The Story Behind This Book
See my Commentary on War, Literature and the Arts for a description of how and why I wrote the first edition of The Second Tour: http://wlajournal.com/21_1-2/commentary.html. Click on Terry P. Rizzuti
Praise and Reviews
The Second Tour is a Vietnam War novel, but many readers seem to avoid picking it up because they fail to see that it is a novel before it is about war. It is in fact set mostly in a 13 month tour served by its protagonist in ‘Nam.’ Those who see only this setting miss the joy of reading a superb novel of the human spirit tried and sometimes broken in genuine fire.
In Vietnam, America and Americans were forced to try and overcome insurmountable hardships. We sent our children into a situation where America’s problems of racism and social stratification had to be set aside and 19-year-olds were forced to embrace each other as brothers or simply die. And they still died. This novel graphically represents how they died, how some lived, and how some of those who lived must still fight that ugly war in their daily lives. That is the story here.
Far from just being a story, this is a really terrific novel for those who are readers of literature. It is no easy read either in content or form. Its graphic depiction of the truth of war is a discomfiting experience for many, perhaps especially for women, yet it is truly worth the emotional expenditure of its reading. A generation of wives, mothers, sisters and daughters who have been forced to deal with the men who survived that war, or truly any family member who must come to understand combat veterans, will come to new and explanatory insights in reading The Second Tour.

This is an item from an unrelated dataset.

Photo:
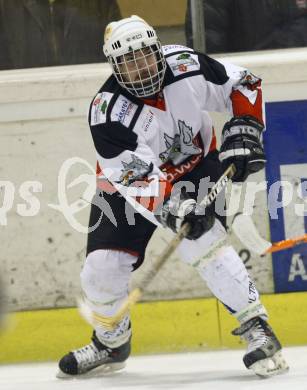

For readers of novels it offers other recompense. It is not stream-of-consciousness, not modernist, not associational, yet it is all of those and more. Much like coming to Pynchon’s Gravity’s Rainbow with no understanding of the possibilities of form, a reader might become baffled by the style of its telling. However, anyone who has the patience to overcome their expectations and continue reading will be rewarded many times over by the way that this author uses form as a powerful tool in the telling of his story. This is clearly a novel of the human condition first, and a Vietnam War novel second.